The provincial grant was in danger of being cut as part of the Liberal governments fiscal restraint.
But, said Myrtle Philip principal Bob Daly, the grant will continue until the spring of 2003 or even the end of the school year.
"Its definitely good news," said Daly, adding that it is still unclear what will happen to the grant at the end of the school year.
There may be other grants that can be applied against the programs. Private-public partnerships or sponsorships may even be investigated to keep programs going.
Several programs funded through the grant have been identified as crucial to save, said Daly. They include:
A student call-back program;
The supervisor safety aid;
The behaviour support program;
The library accessibility program, which keeps the library open at lunch hour;
The field trip cost assistance program.
Many of the programs run are related to safety, said Daly.
Some, he said, could be offered on a user-pay system, but the preference is to keep them community funded.
The $75,000 annual grant also pays for three community school co-ordinators at Myrtle Philip, a safe school co-ordinator and student counsellor at Whistler Secondary and a host of other programs including KidSport Whistler, Internet Cafe and the co-ordination of services with Parks and Recreation for youth and adults programs held at the high school.
Money is also available for students to go on field trips and get speakers in.

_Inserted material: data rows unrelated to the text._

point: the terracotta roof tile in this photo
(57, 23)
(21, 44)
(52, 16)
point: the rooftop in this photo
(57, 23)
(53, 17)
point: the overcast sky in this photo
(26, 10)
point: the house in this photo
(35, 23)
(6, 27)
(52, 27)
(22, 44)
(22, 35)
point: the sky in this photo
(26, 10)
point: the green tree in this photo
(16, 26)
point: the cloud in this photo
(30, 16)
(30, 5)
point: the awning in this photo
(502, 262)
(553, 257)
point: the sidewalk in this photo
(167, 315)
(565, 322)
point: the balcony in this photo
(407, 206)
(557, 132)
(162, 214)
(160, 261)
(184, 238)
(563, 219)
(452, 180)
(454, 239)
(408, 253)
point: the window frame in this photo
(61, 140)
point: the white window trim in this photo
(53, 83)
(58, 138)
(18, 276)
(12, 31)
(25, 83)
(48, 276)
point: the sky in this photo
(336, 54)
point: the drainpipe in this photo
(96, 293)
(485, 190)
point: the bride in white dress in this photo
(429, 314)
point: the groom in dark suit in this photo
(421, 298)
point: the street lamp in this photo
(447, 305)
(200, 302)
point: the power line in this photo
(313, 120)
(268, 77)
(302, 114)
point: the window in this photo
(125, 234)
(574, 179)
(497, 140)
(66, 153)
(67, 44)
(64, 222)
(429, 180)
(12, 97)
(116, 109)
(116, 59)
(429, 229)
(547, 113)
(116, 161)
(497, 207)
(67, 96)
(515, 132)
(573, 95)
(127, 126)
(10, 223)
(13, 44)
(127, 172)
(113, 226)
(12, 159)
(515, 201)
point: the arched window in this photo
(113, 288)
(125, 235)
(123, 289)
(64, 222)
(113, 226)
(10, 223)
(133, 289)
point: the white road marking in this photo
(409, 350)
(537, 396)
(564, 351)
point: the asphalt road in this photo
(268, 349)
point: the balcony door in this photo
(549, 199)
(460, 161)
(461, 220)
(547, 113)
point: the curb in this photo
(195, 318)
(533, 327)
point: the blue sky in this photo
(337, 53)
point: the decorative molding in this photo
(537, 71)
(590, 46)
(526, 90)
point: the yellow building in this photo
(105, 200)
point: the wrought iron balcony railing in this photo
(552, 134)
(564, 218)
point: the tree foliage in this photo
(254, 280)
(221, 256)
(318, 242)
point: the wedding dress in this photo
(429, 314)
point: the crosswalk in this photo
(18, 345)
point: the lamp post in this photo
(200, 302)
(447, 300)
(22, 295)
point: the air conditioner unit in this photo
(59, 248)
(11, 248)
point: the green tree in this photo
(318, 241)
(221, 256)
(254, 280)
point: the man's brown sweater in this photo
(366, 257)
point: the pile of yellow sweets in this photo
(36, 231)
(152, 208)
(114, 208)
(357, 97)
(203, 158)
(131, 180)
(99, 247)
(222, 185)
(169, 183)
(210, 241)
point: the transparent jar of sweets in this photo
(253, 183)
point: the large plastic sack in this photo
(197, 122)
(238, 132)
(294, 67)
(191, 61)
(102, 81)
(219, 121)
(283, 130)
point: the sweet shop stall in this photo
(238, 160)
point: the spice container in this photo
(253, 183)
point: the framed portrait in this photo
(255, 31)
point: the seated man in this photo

At Myrtle Philip the grant keeps the library open at lunch; it has armed out-of-class supervisors with two-way radios; it allows a teacher supervisor to run the safety call back program; all Grade 4 students are taught water safety at the community pool; and all Grade 4 through 6 students are taught life-saving skills through the Red Cross.
It has also provided the emergency kits for every classroom, and funded avalanche awareness, bike and wilderness safety programs.
The grant also pays for counselling programs for families and students demonstrating inappropriate behaviour. The list goes on.
There is some hope that the school district and the municipality may work together to keep things going. But discussions are in the early stages and no decision has been made.
The total budget for community schools around the province is $6.51 million per year. Currently the funding is provided by the Ministry of Children and Family Development.
"Community schools develop and maintain programs, services, events and opportunities to empower neighbourhoods to meet community needs and provide life-long learning opportunities," said Marisa Adair, assistant communications director for the ministry.
"While the ministry provides the funding, school districts are actually responsible for managing the community schools program. They receive funding directly and contract for services. This ensures program-delivery decisions are made at the community level.
The municipality currently spends $127,105 on community projects at Myrtle Philip.
It is projected that $70,000 to $80,000 will be needed to pay for community programs at Spring Creek over and above the revenues earned from the services offered.